In 1992, the agreement signed with PepsiCo included the operation of several bottling plants in Jalisco, Michoacán, Guanajuato, Colima, and Nayarit, and the introduction of the Santorini drinking water brand in 1998. In 2003, the company acquired two smaller bottlers, Bret and GESSA, which rose from 18.3% in 2003 to 36.3% in participation in 2006 within the Pepsi system in Mexico, between 2005 and 2006, Puebla, Tlaxcala, Veracruz, Tabasco, Oaxaca and Chiapas were incorporated, which increased GEUSA's market share to 48.9%. By 2008, GEUSA had around 2,240 routes throughout Mexico.

=== GEPP (2011–present) ===
An agreement was reached in 2011 with the Organización GEUSA (renamed "Cultiba" in 2012), the owner of GEUSA, and the Venezuelan company Empresas Polar, to merge the three companies, The Pepsi Bottling Group México, Gatorade México, and GEUSA, to form the new entity called GEPP (Grupo Embotelladoras PepsiCo). GEPP would produce and distribute the brands Pepsi, Gatorade, 7 Up, Lipton, Mirinda, Squirt, Santorini, Electropura, e-Pura and Be Light.
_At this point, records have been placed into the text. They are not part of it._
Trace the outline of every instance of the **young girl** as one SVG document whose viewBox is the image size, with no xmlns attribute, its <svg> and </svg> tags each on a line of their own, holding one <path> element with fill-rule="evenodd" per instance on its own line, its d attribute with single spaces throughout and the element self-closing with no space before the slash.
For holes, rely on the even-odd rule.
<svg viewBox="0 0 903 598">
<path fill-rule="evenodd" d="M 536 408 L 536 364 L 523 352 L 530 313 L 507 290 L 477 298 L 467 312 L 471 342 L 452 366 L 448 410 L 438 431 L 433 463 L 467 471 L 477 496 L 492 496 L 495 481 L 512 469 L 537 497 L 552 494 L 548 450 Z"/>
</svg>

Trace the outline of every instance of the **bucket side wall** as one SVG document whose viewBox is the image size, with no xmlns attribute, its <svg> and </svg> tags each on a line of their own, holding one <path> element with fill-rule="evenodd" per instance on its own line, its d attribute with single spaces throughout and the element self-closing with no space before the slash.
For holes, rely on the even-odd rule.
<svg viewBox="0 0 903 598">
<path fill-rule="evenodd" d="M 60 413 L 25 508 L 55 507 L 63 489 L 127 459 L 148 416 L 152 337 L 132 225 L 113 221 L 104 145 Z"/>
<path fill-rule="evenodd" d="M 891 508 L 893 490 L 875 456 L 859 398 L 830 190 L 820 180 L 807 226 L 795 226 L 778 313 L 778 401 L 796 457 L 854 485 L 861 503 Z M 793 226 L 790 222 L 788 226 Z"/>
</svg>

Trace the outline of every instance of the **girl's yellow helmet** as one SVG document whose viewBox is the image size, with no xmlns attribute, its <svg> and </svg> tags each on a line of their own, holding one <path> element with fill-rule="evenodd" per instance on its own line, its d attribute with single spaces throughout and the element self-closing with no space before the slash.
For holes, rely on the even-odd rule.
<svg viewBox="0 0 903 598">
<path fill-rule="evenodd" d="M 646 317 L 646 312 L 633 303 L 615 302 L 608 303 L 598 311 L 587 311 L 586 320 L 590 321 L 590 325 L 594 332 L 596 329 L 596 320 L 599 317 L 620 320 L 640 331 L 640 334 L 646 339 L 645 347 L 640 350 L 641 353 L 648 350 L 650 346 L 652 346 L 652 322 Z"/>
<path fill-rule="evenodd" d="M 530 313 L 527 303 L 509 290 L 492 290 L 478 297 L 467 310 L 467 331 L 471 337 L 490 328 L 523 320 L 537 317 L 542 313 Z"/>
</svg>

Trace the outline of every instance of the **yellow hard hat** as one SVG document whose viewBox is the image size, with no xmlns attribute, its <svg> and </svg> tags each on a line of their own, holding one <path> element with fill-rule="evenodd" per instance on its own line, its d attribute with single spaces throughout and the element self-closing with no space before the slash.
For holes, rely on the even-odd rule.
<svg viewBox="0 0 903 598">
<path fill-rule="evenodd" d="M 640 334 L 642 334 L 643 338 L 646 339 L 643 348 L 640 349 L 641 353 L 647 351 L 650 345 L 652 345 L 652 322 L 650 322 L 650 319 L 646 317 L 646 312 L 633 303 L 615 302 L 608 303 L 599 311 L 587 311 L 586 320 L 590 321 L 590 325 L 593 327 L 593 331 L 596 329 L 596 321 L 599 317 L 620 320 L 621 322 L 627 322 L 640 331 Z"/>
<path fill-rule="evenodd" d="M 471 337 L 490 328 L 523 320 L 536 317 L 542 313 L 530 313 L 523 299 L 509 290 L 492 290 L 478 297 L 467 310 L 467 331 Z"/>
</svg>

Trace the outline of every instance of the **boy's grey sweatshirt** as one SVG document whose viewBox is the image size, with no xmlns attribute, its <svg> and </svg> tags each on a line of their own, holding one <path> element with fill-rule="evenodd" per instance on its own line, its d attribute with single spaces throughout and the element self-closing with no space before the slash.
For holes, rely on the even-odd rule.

The merger took place that same year and formed the second largest bottler in Mexico.

In 2012, GEPP reached its first agreement with another company, Grupo Jumex, to create the Jumex Fresh beverage, which would be produced and sold under the GEPP brand and with permits from Jumex.

On April 4, 2017, Polmex Holdings acquired 11% of GEPP's shares to Controladora de Negocios Geusa, subsidiary of Cultiba, increased its stake to 40%.

In 2018, the returnable glass bottle was launched. On June 11, 2018, the closure of GEPP's operations and plant in the Mexican city of Ciudad Altamirano, Guerrero, was announced due to a 19% increase in homicides. On December 27, 2018, an agreement was signed for the acquisition of plastics manufacturing machinery to the Italian plastics machinery company AMUT for the production of flexible packaging and will produce shrink films to wrap grouped beverages in their different brands, with a net width of 2,400 mm and a capacity of 800 kg/hr at 50 μ thickness.

On December 20, 2019, an agreement was discussed with the Mexican dairy company Alpura for the distribution of Alpura brand milk and products, which was confirmed on February 20, 2020.

On April 7, 2022, a partnership was announced with the American multinational company Honeywell.

== Products ==
- Pepsi
  - Pepsi Black
- e-Pura
- Be Light
- 7 Up
- Garci Crespo
- Jarritos (in collaboration with Consorcio Aga)
- Lipton
- Mirinda
- Manzanita Sol
- Jumex Fresh (in collaboration with Jumex)
  - Jumex Frutzzo
- Alpura Clásica (in collaboration with Alpura)
- Squirt
- Gatorade

== See also ==
- Coca-Cola FEMSA, Coca-Cola's largest bottler in Mexico and Latin America, a competitor of Grupo GEPP.